Como se fala muito sobre essa cena com base no processo, na coletividade e nas relações de afetividade entre os membros da equipe, ENTRE MIM E ELES me pareceu um prosseguimento das questões que venho colocando nos meus textos e nas minhas palestras, como essas questões se dão a ver no próprio set de filmagem. É possível, portanto, ver no set como a equipe trabalha com quatro diretores sem relação de hierarquia, e como a afetividade e a amizade se infiltram no próprio processo de realização da obra. Essa tênue relação entre criação e vida, de modo que se faz cinema e se vive ao mesmo tempo. O exemplo típico é a sequência na praia, quando nos intervalos da filmagem todos vão tomar banho de mar! É ainda possível ver como se filma com tão pouco: a primeira sequência mostra como há apenas um refletor para iluminar todo o set, e o resto vai se fazendo como é possível. ENTRE MIM E ELES, portanto, é uma espécie de filme-ensaio, um documento crítico que fornece mais elementos para se compreender o cinema-de-garagem brasileiro.

Ao mesmo tempo, acredito que esse seja um filme que possa ser visto para além do mero registro, mas como uma obra independente, visto que prossegue com o meu próprio cinema: ou seja, é um filme-diário, um filme-carta, um filme-ensaio, um filme-de-arquivo, um filme-de-garagem. De um lado, esse filme vem dialogando com os videos que venho fazendo precariamente ao longo da última década, perceptível através dos enquadramentos, das opções por um tempo mais alongado, pelo silêncio e pela sugestão. Pelos vazios e pelas penumbras. Ou seja, por suas opções econômicas, éticas, estéticas e políticas. É assim que acredito que ENTRE MIM E ELES não é simplesmente “um institucional do novíssimo cinema brasileiro” mas oferece outras camadas de interpretação.

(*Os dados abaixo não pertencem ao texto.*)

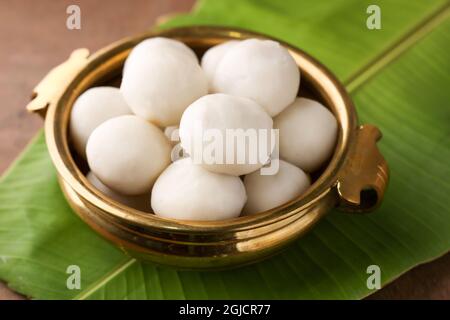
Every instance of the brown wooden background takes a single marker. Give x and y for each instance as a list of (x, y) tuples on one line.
[(34, 38)]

O próprio título oferece uma dessas camadas. De fato, não é só um cineasta que filma outros cineastas mas é justamente um amigo que filma outros amigos. A minha relação de intimidade com tudo o que se apresenta ali é muito clara, e toda a equipe me acolheu de braços abertos para que eu pudesse testemunhar (conviver) esse processo muito íntimo, costurado artesanalmente por poucas pessoas. Ao mesmo tempo, não faço parte da equipe. Filmo tudo com uma certa distância, com uma certa solidão. Há algo ali entre mim e eles. Faço um filme solitário sobre um filme coletivo.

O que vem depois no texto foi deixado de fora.